The only evidence introduced by defendant consisted of the testimony of a witness who was at the scene with respect to who did or did not move defendant's car off of the highway. There is no contention that defendant was not intoxicated when found by the officers.

*595 The jury found defendant guilty as charged, his motion for a new trial was overruled, and he was sentenced to pay a fine of $300 and costs.

Two of defendant's specifications of error relate to alleged erroneous instructions and to alleged error in the admissibility of evidence.

The instructions given by the court are not abstracted, and therefore this assignment of error must be disregarded.

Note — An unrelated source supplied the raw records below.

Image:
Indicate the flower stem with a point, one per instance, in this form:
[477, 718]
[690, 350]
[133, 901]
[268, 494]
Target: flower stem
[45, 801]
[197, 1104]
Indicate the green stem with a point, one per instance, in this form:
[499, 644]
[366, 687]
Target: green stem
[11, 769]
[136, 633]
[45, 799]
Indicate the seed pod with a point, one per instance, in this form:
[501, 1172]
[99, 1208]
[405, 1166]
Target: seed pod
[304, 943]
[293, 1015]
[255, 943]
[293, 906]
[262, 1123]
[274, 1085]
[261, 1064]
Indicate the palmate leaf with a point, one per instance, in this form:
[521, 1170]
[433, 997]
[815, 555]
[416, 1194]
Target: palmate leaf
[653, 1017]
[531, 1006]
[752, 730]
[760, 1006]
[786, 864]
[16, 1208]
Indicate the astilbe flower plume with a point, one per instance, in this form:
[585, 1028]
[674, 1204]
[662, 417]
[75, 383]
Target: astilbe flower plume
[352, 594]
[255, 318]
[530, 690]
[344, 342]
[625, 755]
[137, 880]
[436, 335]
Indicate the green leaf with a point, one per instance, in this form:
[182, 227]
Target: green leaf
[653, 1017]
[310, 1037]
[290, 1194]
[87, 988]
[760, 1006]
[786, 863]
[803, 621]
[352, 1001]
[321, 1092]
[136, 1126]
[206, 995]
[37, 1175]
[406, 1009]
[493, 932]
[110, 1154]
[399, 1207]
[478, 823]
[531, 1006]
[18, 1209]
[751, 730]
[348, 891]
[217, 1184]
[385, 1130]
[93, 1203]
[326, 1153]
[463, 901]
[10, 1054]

With respect to alleged erroneous rulings as to the admissibility of evidence, the claim is simply not sustained by the very sketchy and meager record before us. Such portions of the evidence as are abstracted fail to disclose any error with respect to this matter.

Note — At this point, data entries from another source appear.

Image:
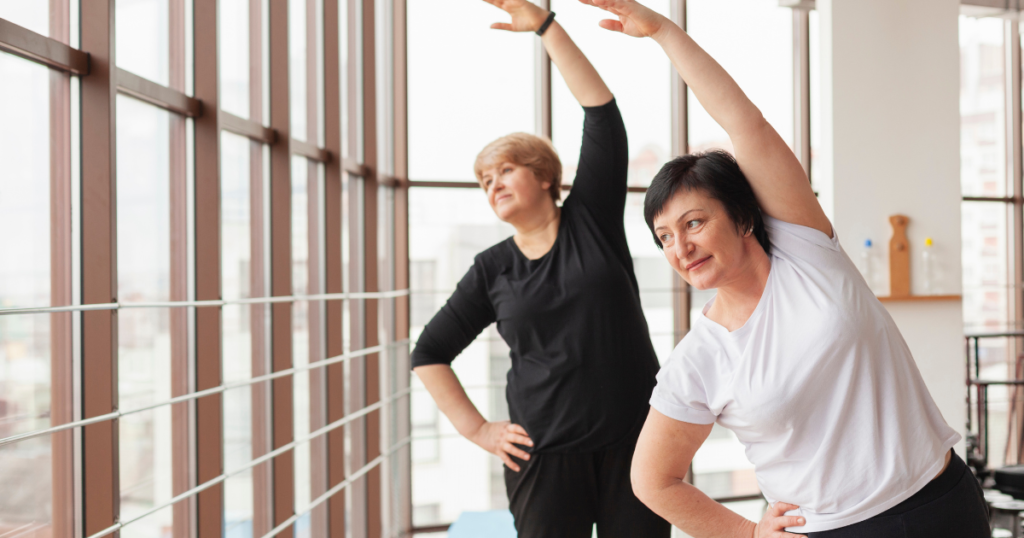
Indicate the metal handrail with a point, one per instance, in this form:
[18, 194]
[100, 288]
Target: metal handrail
[270, 455]
[204, 303]
[202, 394]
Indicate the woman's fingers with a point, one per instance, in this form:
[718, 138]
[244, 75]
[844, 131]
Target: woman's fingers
[611, 25]
[508, 461]
[780, 508]
[519, 440]
[515, 451]
[790, 521]
[516, 428]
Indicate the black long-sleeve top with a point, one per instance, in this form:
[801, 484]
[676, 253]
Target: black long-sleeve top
[583, 364]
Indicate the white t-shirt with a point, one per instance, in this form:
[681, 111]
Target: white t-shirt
[818, 385]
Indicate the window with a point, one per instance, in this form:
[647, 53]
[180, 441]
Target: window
[179, 271]
[990, 297]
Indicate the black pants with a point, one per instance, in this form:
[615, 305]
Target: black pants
[949, 506]
[563, 495]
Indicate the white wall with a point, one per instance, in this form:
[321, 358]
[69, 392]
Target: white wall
[890, 106]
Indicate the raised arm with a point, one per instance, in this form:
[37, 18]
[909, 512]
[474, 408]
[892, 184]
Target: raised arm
[776, 176]
[580, 75]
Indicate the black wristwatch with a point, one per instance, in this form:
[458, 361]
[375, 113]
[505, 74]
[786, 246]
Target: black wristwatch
[547, 23]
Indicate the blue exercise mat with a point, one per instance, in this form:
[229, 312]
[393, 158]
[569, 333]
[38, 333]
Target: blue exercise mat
[492, 524]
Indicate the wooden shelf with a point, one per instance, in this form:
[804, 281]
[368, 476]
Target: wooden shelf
[911, 298]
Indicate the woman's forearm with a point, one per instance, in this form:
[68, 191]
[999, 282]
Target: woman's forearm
[581, 77]
[451, 398]
[712, 85]
[687, 507]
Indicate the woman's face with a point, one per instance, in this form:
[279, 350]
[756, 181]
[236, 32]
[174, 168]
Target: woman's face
[513, 191]
[701, 243]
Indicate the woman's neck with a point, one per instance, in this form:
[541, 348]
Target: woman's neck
[536, 236]
[737, 299]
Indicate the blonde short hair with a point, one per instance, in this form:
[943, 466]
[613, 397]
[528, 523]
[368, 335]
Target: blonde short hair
[524, 150]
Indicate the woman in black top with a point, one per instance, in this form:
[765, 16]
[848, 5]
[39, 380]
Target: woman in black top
[566, 301]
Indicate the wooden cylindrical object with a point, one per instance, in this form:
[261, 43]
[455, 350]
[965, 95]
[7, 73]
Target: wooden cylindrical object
[899, 257]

It is contended the court erred in overruling defendant's demurrer to the state's evidence, and his motion for discharge.

Here, again, we are handicapped on account of a very limited abstract of proceedings in the trial court. It is not clear whether defendant's contention as to the insufficiency of evidence relates to the question of his driving the car a few feet after the officers arrived at the scene, or to the fact there was no direct evidence that he, while in an intoxicated condition, drove the car to the spot on the highway where it was found.

However, be that as it may, error is never presumed and must be established, and in this connection the presumption is that the jury was properly instructed with reference to proof of the offense charged by circumstantial evidence. For all the record shows, the jury reached the obvious conclusion that defendant drove the vehicle to the place where it was found, and that at the time was under the influence of intoxicating liquor, on the theory that a sober person would not park his car in the middle of the highway, with the lights off, after dark. Entirely aside from the confusing evidence as to whether defendant "drove" his car after the officers arrived at the scene, the circumstantial evidence above related was sufficient to withstand the demurrer and to support the verdict of guilty.

And, finally, it is argued that defendant is entitled to a new trial because of an incident occurring prior to the return of the jury's verdict.

It appears that after the jury retired to deliberate, counsel for defendant asked the court to excuse the defendant so that the latter could leave and go to his home. This request was granted. Later, and while the jury was still out, defendant's counsel and the county *596 attorney requested permission to leave. These requests were likewise granted. Still later, the jury asked that a portion of the testimony of one of the state's witnesses be read to it. The court attempted to get in touch with defendant and both attorneys, but was unable to locate any of them, following which it permitted the court reporter to read the requested testimony to the jury. It then appears that about one and one-half hours later the jury returned its verdict.

Defendant contends that such procedure amounts to reversible error, and in this connection states that at the time of the incident certain colloquy was had between the court and jury which was objectionable and prejudicial. However, such colloquy, if any, is not included in the record, and defendant's bald statements with respect to such matter must be disregarded. As heretofore stated, error is never presumed it must affirmatively be made to appear.

And, under all of the facts and circumstances shown, defendant, who was on trial for a misdemeanor, and who was absent at the time upon his own request and that of his attorney, may not now be heard to complain of what transpired in his absence in the way of the reading to the jury of the testimony requested. In this connection, see State v. Fry, 131 Kan. 277, 291 Pac. 782, and State v. Maxwell, 151 Kan. 951, 957, 958, 959, 102 P.2d 109, 128 A.L.R. 1315. The situation here presented is entirely different from that found in State v. Hinkle, 176 Kan. 152, 269 P.2d 465.

An examination of the limited record before us discloses nothing approaching reversible error, and the judgment is therefore affirmed.